Nun heißt es also: Bist du für Frieden? Oder bist du für den Krieg? Da bleibt kaum Raum für Abwägung, für Differenzierung. Für all die Graubereiche, die diese Zeiten so schwer erträglich machen.

Einen gewaltigen Anteil an dieser irren Verkürzung hat die Linke-Politikerin Sahra Wagenknecht. Sie trägt maßgeblich dazu bei, die Diskussion über eines der facettenreichsten Phänomene überhaupt, einen Krieg, in ein einfaches Blame Game zu zwängen. Wer sich für eine militärische Unterstützung der Ukraine ausspricht, ist demnach ein Kriegsnarr. Wer sich nach einem baldigen Frieden sehnt, kann in der Konsequenz scheinbar nichts von Waffenlieferungen halten.

An die Stelle des Kriegs rückt ein innerdeutsches Schmierentheater

Diese Vereinfachung ist nicht nur unterkomplex. Sie ist ein Desaster. Und das vor allem, weil sie die Bedürfnisse der überfallenen Ukraine ausklammert. Sie reduziert den Krieg, dem Ukrainer tausendfach zum Opfer fallen, auf ein innerdeutsches Schmierentheater, bei dem es um deutsche Befindlichkeiten und deutsche Anschuldigungen geht. Nun drehen sich Talkshows nicht mehr vorrangig um das Kriegsgeschehen und das Leid der Menschen vor Ort, in Saporischschja oder Bachmut – sondern um die populistischen Pirouetten einer Bundestagsabgeordneten.

Einen vorläufigen Höhepunkt fand die neue deutsche Nabelschau in der Folge der von Sahra Wagenknecht und Alice Schwarzer initiierten Kundgebung „Aufstand für Frieden“. Allein das Wort Aufstand suggeriert, dass sich Friedensbewegte gegen eine wie auch immer geartete Kriegslüsternheit in diesem Land auflehnen müssten. Gegen die Bundesregierung, gegen die Außenministerin. Nicht aber gegen den Verursacher des Angriffskriegs, den wahren Kriegstreiber, also gegen den russischen Präsidenten.
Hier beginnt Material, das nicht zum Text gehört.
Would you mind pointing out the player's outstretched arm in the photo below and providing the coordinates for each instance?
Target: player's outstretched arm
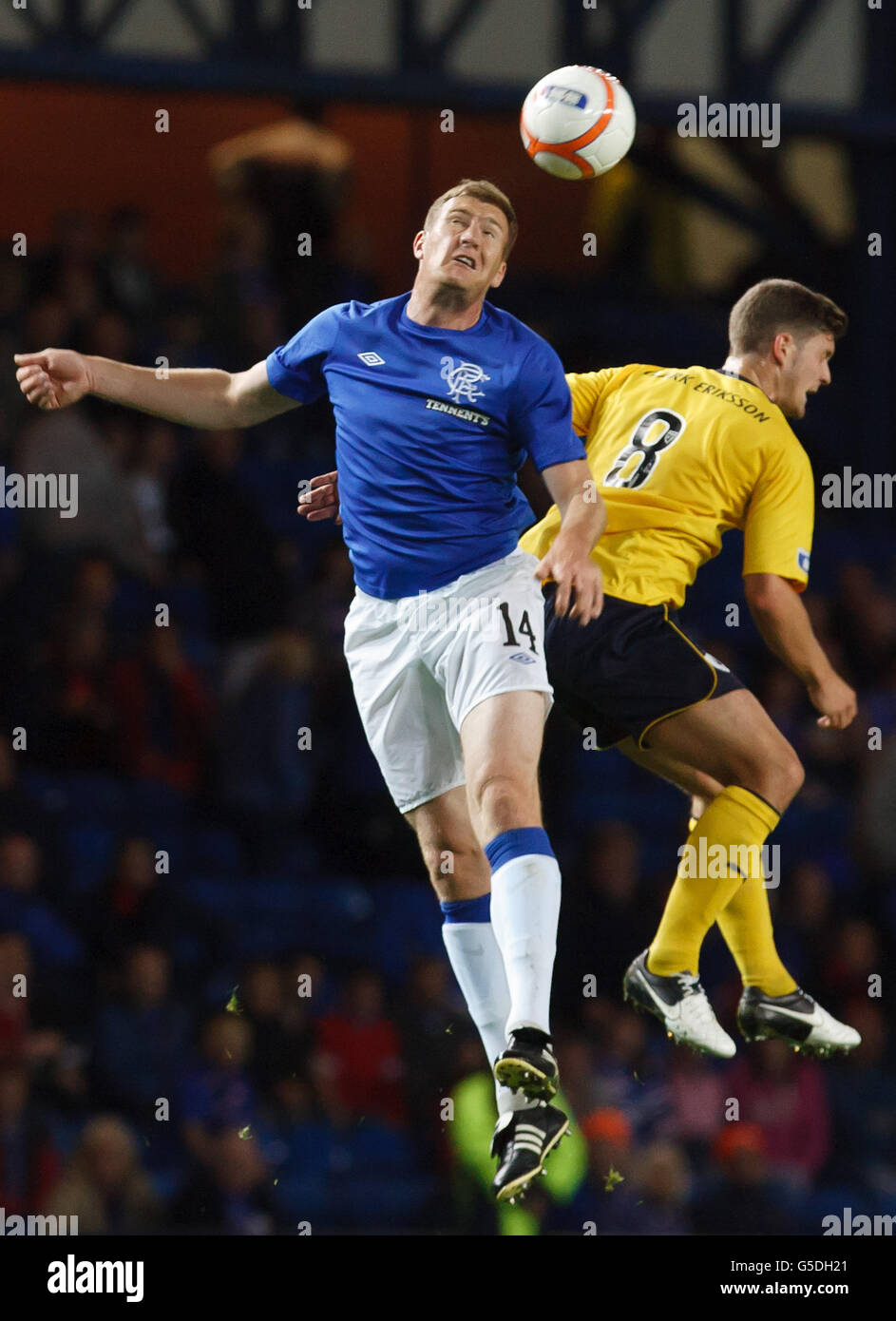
(787, 629)
(583, 518)
(208, 398)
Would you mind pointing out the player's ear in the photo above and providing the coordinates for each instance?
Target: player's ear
(781, 346)
(499, 275)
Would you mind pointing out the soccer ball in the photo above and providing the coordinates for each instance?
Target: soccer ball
(578, 122)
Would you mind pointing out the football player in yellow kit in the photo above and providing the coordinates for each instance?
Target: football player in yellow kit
(679, 456)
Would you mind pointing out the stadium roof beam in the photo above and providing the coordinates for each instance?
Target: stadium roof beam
(262, 49)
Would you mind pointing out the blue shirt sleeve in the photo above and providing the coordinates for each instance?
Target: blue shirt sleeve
(296, 369)
(542, 411)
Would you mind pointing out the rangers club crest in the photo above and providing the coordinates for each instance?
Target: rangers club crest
(463, 379)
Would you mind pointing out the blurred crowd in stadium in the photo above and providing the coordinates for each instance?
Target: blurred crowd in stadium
(238, 1016)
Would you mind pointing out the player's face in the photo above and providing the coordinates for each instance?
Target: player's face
(464, 247)
(805, 373)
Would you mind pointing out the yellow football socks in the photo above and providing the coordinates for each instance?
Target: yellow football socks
(746, 924)
(723, 850)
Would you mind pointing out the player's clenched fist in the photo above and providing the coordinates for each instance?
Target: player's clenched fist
(321, 500)
(53, 378)
(835, 699)
(579, 582)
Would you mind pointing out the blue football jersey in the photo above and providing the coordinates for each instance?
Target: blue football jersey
(431, 429)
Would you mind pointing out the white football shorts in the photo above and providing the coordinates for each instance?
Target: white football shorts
(420, 663)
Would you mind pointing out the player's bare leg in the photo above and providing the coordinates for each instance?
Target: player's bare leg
(501, 741)
(772, 1003)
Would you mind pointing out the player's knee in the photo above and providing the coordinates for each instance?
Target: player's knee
(503, 796)
(793, 775)
(456, 870)
(776, 775)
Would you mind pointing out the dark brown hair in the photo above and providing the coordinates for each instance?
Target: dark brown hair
(484, 192)
(776, 305)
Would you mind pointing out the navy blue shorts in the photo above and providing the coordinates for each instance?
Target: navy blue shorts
(628, 669)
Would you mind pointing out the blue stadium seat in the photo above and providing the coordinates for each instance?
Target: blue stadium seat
(212, 849)
(90, 849)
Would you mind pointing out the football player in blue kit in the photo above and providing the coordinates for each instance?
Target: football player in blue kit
(438, 398)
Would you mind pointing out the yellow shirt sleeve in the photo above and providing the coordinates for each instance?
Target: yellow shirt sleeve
(780, 515)
(585, 389)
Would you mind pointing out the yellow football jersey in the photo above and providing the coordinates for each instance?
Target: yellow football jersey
(680, 456)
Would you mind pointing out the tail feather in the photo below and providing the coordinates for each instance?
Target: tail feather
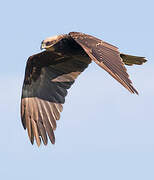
(131, 60)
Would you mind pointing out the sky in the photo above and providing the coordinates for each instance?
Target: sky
(104, 131)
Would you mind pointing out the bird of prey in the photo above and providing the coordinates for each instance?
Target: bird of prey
(52, 72)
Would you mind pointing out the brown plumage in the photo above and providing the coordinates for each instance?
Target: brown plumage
(50, 73)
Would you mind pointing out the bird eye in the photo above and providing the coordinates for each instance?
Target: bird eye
(47, 43)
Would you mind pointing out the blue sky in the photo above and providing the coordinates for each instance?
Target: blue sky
(110, 133)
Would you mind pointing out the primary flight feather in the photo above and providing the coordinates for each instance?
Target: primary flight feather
(50, 73)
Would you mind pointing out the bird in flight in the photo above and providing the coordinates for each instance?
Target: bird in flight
(52, 72)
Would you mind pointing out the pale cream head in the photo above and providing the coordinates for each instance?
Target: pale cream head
(50, 41)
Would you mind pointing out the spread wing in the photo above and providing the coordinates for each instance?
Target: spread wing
(106, 56)
(47, 78)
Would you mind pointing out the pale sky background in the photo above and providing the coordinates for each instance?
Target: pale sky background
(104, 131)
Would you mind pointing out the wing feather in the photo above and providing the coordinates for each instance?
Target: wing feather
(47, 78)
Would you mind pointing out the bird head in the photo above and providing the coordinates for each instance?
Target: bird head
(49, 42)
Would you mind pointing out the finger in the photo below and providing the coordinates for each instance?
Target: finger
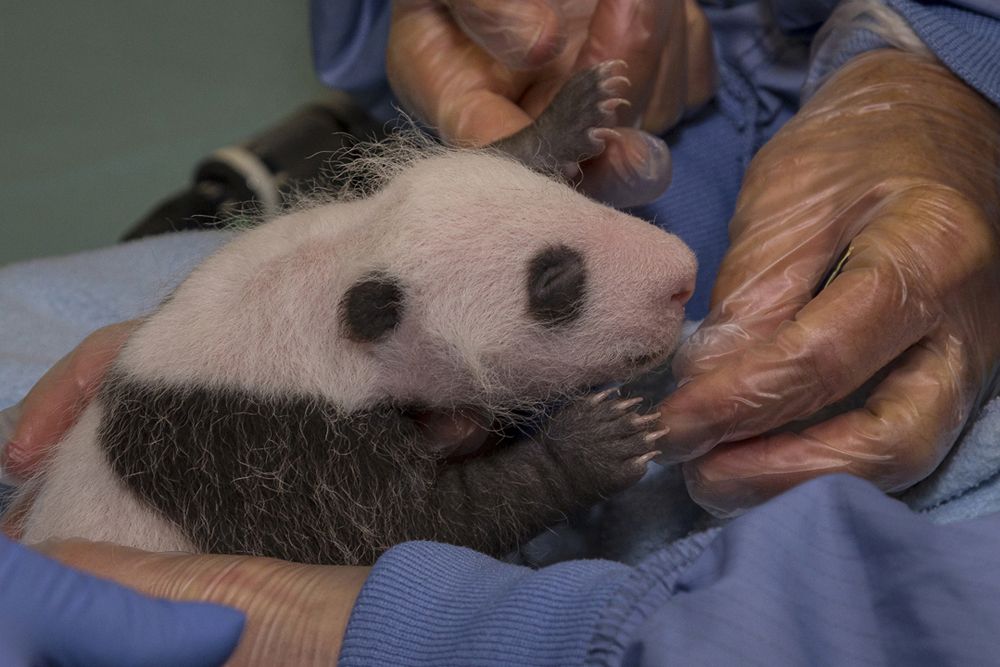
(668, 93)
(448, 81)
(54, 403)
(296, 613)
(701, 72)
(634, 168)
(83, 620)
(785, 245)
(868, 316)
(633, 31)
(900, 435)
(522, 34)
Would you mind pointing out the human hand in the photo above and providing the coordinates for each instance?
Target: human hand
(480, 70)
(52, 615)
(897, 160)
(57, 399)
(295, 614)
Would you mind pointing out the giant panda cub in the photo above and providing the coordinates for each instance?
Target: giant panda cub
(351, 374)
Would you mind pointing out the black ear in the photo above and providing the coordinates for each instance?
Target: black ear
(372, 308)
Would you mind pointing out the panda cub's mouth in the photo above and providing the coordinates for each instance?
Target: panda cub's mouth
(465, 432)
(458, 434)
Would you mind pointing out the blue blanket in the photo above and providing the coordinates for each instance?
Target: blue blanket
(48, 306)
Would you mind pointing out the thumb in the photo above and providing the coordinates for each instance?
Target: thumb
(75, 619)
(522, 34)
Auf einmal konnte es scheinbar nur noch darum gehen, wer welche Demo besuchte oder nicht, die von Wagenknecht oder eine der anderen dieser Tage. Es ging um die Abgrenzung Wagenknechts von Rechtsextremisten und die Abgrenzung aller anderen von Wagenknecht.

Die Menschen sind einer politischen Schlammschlacht ausgesetzt

Abgesehen davon, dass dieses Trauerspiel die Aufmerksamkeit für die Ukraine absorbiert, erzeugt es also das Gefühl, sich in einem vergifteten Streit für eine der beiden Seiten entscheiden zu müssen. Dabei gibt es Millionen Menschen in Deutschland, die sich ohnehin schwertun mit Waffenlieferungen, denen bange wird in wochenlangen Debatten über Kampfpanzer oder Kampfjets. Sie haben mitunter Angst vor einer Ausweitung dieses Kriegs, vor einer im unwahrscheinlichen Fall sogar atomaren Eskalation.

Diese Menschen, die wie die allermeisten auf diplomatische Lösungen hoffen, sind nun einer politischen Schlammschlacht ausgesetzt. Sie werden aufgestachelt in einem wirren Austausch von Kampfbegriffen wie Bellizist oder Pazifist, die an die Stelle von Gutmensch oder Corona-Leugner getreten sind. Nur hilft all das nicht, die Ukraine zu schützen oder den Krieg zu beenden. Es treibt nur einen weiteren Keil in eine sich polarisierende Öffentlichkeit.